As you deliberate on your review of the McCrone Agreement of early 2001, I’m sure you will have been inundated with submissions from all manner of interested parties. There has been some criticism of the make-up of your review group, but my concern is that your group’s remit has already determined its own answer.

It’s worth noting that the very first sentence of the McCrone Agreement’s introduction stated that it “outlines the agreement reached to improve the professional conditions of service and pay for teachers”. The order here is important. “A Teaching Profession for the 21st Century” was first and foremost a workload agreement; pay was a secondary, albeit important, issue.

Prior to 2001, teachers in Scotland worked a “notional” 32.5-hour working week. Broadly, this consisted of 27.5 hours “normal school day” plus a further five hours per week for parents’ nights, reports and so on. Of course, very few teachers worked a mere 32.5 hours, and those who tried often found themselves criticised as lazy.

McCrone’s first main task was to bring the rising teacher workload under control, and to achieve this the agreement set a maximum 35-hour week for all teachers. The word “notional” was conspicuous by its absence.

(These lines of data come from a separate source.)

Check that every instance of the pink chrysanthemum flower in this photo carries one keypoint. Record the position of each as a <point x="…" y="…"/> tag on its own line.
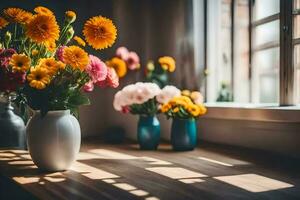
<point x="122" y="52"/>
<point x="112" y="79"/>
<point x="59" y="53"/>
<point x="133" y="61"/>
<point x="96" y="69"/>
<point x="89" y="86"/>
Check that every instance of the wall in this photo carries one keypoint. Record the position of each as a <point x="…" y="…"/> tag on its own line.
<point x="153" y="28"/>
<point x="270" y="129"/>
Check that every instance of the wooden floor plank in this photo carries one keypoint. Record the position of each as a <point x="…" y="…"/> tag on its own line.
<point x="124" y="172"/>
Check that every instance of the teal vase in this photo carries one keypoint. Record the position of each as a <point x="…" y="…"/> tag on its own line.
<point x="12" y="128"/>
<point x="148" y="132"/>
<point x="184" y="134"/>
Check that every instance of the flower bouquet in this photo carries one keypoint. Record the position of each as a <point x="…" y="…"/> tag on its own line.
<point x="11" y="125"/>
<point x="159" y="75"/>
<point x="184" y="109"/>
<point x="123" y="61"/>
<point x="140" y="99"/>
<point x="53" y="72"/>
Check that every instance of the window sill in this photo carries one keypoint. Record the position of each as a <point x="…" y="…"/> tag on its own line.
<point x="253" y="112"/>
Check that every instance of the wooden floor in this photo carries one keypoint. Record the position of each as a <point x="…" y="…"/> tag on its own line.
<point x="125" y="172"/>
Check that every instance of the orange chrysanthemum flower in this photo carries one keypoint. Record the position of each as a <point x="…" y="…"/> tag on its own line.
<point x="19" y="63"/>
<point x="38" y="78"/>
<point x="79" y="41"/>
<point x="42" y="28"/>
<point x="26" y="17"/>
<point x="75" y="57"/>
<point x="14" y="15"/>
<point x="51" y="46"/>
<point x="167" y="63"/>
<point x="43" y="11"/>
<point x="51" y="65"/>
<point x="119" y="65"/>
<point x="3" y="23"/>
<point x="100" y="32"/>
<point x="70" y="16"/>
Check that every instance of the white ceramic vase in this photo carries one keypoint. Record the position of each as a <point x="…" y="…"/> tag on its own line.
<point x="53" y="140"/>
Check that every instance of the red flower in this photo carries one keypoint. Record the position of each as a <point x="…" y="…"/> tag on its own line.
<point x="5" y="55"/>
<point x="10" y="81"/>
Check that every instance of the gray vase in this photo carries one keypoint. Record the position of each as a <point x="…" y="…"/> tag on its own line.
<point x="53" y="140"/>
<point x="12" y="128"/>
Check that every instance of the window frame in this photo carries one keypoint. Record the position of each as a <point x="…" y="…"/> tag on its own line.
<point x="286" y="47"/>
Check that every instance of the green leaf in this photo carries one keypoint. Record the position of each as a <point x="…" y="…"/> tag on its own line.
<point x="77" y="99"/>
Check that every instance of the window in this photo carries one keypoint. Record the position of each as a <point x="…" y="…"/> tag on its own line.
<point x="249" y="50"/>
<point x="296" y="47"/>
<point x="265" y="51"/>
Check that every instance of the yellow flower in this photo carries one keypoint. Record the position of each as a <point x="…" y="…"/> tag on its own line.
<point x="14" y="15"/>
<point x="194" y="110"/>
<point x="185" y="93"/>
<point x="176" y="109"/>
<point x="38" y="78"/>
<point x="60" y="65"/>
<point x="165" y="108"/>
<point x="186" y="99"/>
<point x="75" y="57"/>
<point x="79" y="41"/>
<point x="34" y="52"/>
<point x="70" y="16"/>
<point x="3" y="23"/>
<point x="43" y="11"/>
<point x="50" y="45"/>
<point x="195" y="95"/>
<point x="19" y="63"/>
<point x="119" y="65"/>
<point x="49" y="64"/>
<point x="202" y="108"/>
<point x="25" y="17"/>
<point x="167" y="63"/>
<point x="100" y="32"/>
<point x="42" y="28"/>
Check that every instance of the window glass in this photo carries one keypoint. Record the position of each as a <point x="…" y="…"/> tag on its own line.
<point x="296" y="4"/>
<point x="265" y="76"/>
<point x="265" y="8"/>
<point x="219" y="50"/>
<point x="266" y="33"/>
<point x="297" y="26"/>
<point x="241" y="88"/>
<point x="297" y="72"/>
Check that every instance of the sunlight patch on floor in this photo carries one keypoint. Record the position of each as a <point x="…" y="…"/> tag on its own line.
<point x="175" y="172"/>
<point x="86" y="156"/>
<point x="254" y="182"/>
<point x="154" y="161"/>
<point x="191" y="180"/>
<point x="7" y="155"/>
<point x="26" y="180"/>
<point x="91" y="172"/>
<point x="21" y="162"/>
<point x="108" y="154"/>
<point x="215" y="161"/>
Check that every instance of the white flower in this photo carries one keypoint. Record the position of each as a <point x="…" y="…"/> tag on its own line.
<point x="168" y="93"/>
<point x="197" y="97"/>
<point x="137" y="93"/>
<point x="117" y="101"/>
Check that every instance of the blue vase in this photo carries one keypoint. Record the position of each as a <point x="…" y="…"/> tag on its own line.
<point x="148" y="133"/>
<point x="12" y="129"/>
<point x="184" y="134"/>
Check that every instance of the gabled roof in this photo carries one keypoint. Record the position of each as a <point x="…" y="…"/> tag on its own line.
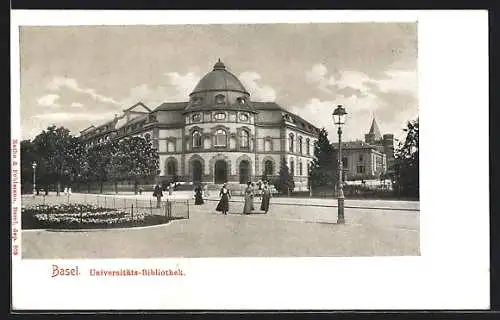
<point x="374" y="130"/>
<point x="88" y="128"/>
<point x="354" y="145"/>
<point x="267" y="106"/>
<point x="138" y="104"/>
<point x="171" y="106"/>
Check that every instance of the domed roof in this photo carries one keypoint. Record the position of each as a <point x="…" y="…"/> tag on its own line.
<point x="219" y="79"/>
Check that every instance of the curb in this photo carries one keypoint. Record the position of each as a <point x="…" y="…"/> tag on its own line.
<point x="102" y="229"/>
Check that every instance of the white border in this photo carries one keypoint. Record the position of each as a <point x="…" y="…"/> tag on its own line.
<point x="453" y="271"/>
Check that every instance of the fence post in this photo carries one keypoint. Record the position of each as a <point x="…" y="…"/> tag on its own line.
<point x="165" y="220"/>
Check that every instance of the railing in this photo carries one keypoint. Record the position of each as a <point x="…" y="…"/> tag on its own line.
<point x="171" y="209"/>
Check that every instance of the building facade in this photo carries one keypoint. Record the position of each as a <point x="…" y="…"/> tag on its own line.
<point x="219" y="135"/>
<point x="369" y="159"/>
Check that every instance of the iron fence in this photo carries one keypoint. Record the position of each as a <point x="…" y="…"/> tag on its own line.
<point x="169" y="208"/>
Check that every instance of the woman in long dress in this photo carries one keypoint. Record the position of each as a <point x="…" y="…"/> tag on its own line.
<point x="198" y="197"/>
<point x="223" y="204"/>
<point x="266" y="195"/>
<point x="248" y="207"/>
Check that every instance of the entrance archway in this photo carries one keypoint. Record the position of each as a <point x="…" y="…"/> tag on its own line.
<point x="220" y="172"/>
<point x="197" y="170"/>
<point x="244" y="171"/>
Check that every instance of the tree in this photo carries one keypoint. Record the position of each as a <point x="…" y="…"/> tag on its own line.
<point x="51" y="145"/>
<point x="284" y="182"/>
<point x="99" y="159"/>
<point x="406" y="163"/>
<point x="322" y="171"/>
<point x="135" y="159"/>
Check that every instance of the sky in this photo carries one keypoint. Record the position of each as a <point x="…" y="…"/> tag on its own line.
<point x="82" y="75"/>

What then happened was that many teaching managers forgot to read the script, and took the 35 hours to be “notional” - as in “of course, everyone knows you can’t do the job in just 35 hours”. In so doing, they effectively convinced themselves that the working week was being increased by 150 minutes - 8 per cent - and that workload could be increased by (at least) 8 per cent as well. In authorities across Scotland, managers used the McCrone agreement to ramp up teaching duties. Tasks have been found - in some cases simply invented - to create more work.

The most cursory study should show that the work pattern of the vast majority of teachers far exceeds 35 hours, but that doesn’t mean that managers can shirk their responsibility to try to limit the workload so that it can be done in the allocated time. If you want teachers to go the extra mile for education, I’d suggest that forced labour is not the best way forward. Instead, you need to make a genuine effort to restrict the teacher workload and then the profession will be far more likely to give extra hours willingly. My guess is that for every teacher who manages to put in fewer than 35 hours, 50 at least will be giving very many more. There’s a serious danger of alienating your best practitioners here.

So my concern is that your review seems not to be asking if the McCrone Agreement has actually “improved the professional conditions of service for teachers”. Your questionnaire doesn’t ask teachers like me if I feel that employers have kept their side of the bargain. But - just for the record - the answer is “No”.

Yours sincerely, Gordon Lawrie, Modern studies teacher.